Dalam masa kepemimpinan Prof. Dr. M. Amin Abdullah, M.A. inilah, nomenklatur Majelis Tarjih ditambah dengan “Pengembangan Pemikiran Islam” (MTPPI). Sejak zaman pertama kali berdiri (1927) sampai masa kepemimpinan K.H. Ahmad Azhar Basyir, M.A., nama unsur pembantu pimpinan ini selalu menggunakan nama “Majelis Tarjih.” Maka, penulis kembali mempertegas bahwa ini suatu momentum lompatan besar dalam sejarah organisasi Muhammadiyah. Dan tampaknya, penambahan “Pengembangan Pemikiran Islam” ini sejalan dengan kegelisahan Angkatan Muda yang menghendaki kembalinya fungsi Majelis Tarjih sebagai lembaga tajdid (pembaruan) yang menjadi identitas Muhammadiyah. Ditopang dengan political will dari orang nomor satu di Pimpinan Pusat Muhammadiyah, yaitu Prof. Dr. M. Amien Rais, M.A. yang dikenal sebagai salah satu “Pendekar Chicago”—meminjam istilah Abdurrahman Wahid untuk menyebut tiga sosok intelektual lulusan Universitas Chicago: Nurcholis Madjid, Amien Rais, dan Ahmad Syafii Maarif (Abdurrahman Wahid, “Tiga Pendekar dari Chicago,” Tempo, 27 Maret 1993).

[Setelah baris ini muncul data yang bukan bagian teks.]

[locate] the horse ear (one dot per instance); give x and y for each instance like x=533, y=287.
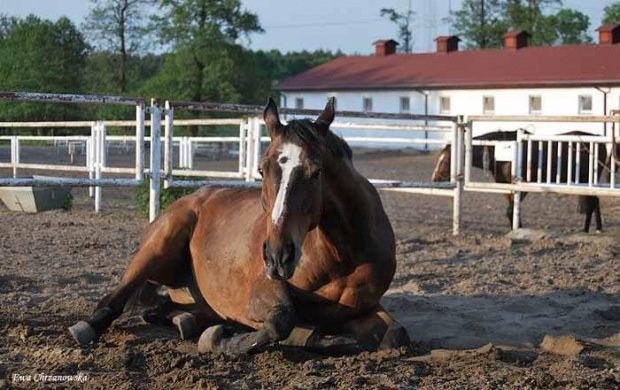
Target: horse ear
x=272, y=118
x=327, y=116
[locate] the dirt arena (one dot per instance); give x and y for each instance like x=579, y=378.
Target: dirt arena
x=484, y=310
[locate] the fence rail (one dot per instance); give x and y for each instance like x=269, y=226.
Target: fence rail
x=561, y=151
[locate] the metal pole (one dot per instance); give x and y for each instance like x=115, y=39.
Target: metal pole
x=612, y=175
x=90, y=157
x=140, y=112
x=154, y=192
x=457, y=200
x=549, y=154
x=453, y=149
x=569, y=166
x=168, y=153
x=257, y=147
x=15, y=155
x=558, y=172
x=190, y=154
x=518, y=177
x=242, y=132
x=250, y=150
x=469, y=129
x=591, y=164
x=98, y=159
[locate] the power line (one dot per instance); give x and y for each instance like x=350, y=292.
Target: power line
x=326, y=24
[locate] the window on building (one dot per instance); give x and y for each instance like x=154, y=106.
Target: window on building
x=585, y=104
x=444, y=105
x=488, y=104
x=535, y=104
x=405, y=105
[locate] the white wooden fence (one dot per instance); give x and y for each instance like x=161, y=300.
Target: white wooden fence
x=458, y=133
x=551, y=184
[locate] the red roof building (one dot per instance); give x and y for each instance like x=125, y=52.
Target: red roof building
x=514, y=66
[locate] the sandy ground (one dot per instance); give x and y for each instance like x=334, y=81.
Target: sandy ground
x=477, y=307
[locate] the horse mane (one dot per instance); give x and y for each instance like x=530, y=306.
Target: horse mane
x=307, y=132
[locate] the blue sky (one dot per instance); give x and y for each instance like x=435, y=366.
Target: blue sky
x=293, y=25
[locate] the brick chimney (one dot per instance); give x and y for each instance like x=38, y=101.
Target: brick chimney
x=608, y=34
x=385, y=47
x=515, y=40
x=447, y=44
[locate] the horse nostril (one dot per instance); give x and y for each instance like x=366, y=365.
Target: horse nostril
x=290, y=252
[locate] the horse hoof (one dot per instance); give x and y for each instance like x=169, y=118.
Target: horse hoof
x=395, y=337
x=187, y=326
x=210, y=339
x=83, y=333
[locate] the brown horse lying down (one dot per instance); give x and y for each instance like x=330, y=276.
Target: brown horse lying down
x=484, y=157
x=309, y=255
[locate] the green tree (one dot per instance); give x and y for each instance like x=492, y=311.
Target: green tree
x=571, y=27
x=612, y=13
x=479, y=23
x=40, y=56
x=403, y=21
x=118, y=26
x=529, y=15
x=204, y=34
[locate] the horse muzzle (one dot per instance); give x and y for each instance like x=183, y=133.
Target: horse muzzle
x=281, y=260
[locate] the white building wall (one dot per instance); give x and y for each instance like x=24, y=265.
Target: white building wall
x=555, y=101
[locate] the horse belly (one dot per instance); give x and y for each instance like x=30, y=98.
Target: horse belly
x=226, y=257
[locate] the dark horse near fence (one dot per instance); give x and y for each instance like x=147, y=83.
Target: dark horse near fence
x=309, y=255
x=484, y=157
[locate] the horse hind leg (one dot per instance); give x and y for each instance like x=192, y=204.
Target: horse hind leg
x=163, y=259
x=597, y=213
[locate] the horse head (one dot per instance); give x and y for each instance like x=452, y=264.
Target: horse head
x=442, y=168
x=293, y=184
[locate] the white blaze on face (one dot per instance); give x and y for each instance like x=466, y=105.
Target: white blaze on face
x=289, y=159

Lompatan besar dilakukan oleh Prof. Dr. M. Amin Abdullah, M.A. ketika memimpin Majelis Tarjih dan Pengembangan Pemikiran Islam dengan mengenalkan tokoh-tokoh epistemolog baru dalam Studi Islam kontemporer, sebut saja Muhammad Arkoun, Muhammad ‘Abid Al-Jabiri, Abdullah Saeed, Ibrahim M. Abu-Rabi’, Abdolkarim Soroush, Jasser Auda, Khaled Aboe El-Fadl, dan lain-lain. Belum lagi pemikiran dari tokoh-tokoh barat yang sangat berpengaruh dalam perkembangan keilmuan sosial (social humanities) kontemporer maupun ilmu-ilmu pasti lainnya. Lompatan paradigma ini telah melahirkan respon berupa guncangan besar di internal Muhammadiyah. 

Jika sebelumnya tradisi epistemologi keilmuan di Majelis Tarjih masih terbatas pada penerapan pendekatan bayani (penjelasan deskriptif—verbal), maka lewat pemikiran M.’Abid Al-Jabiri, Prof. Dr. M. Amin Abdullah, M.A. mengenalkan pendekatan Burhani (demonstratif, positivistik) dan Irfani (sufistik, asketis) sehingga memperkaya sekaligus memperluas radius Manhaj Tarjih Muhammadiyah. Kehadiran tata norma baru internasional tidak bisa dihindari sehingga Muhammadiyah harus merespon dengan cara mengadopsi sekaligus mengadaptasi tata norma baru tersebut. Tidak dapat dipungkiri bahwa salah satu legasi Prof. Dr. M. Amin Abdullah, M.A. dalam pengembangan pemikiran metodologis di Majelis Tarjih (sekarang Majelis Tarjih dan Tajdid) adalah penggunaan kerangka epistemologi dari M. ‘Abid Al-Jabiri ini, yaitu metode bayani, irfani, dan burhani (Muhammad Husain Kamaruddin, “Muhammad Amin Abdullah,” 2017). 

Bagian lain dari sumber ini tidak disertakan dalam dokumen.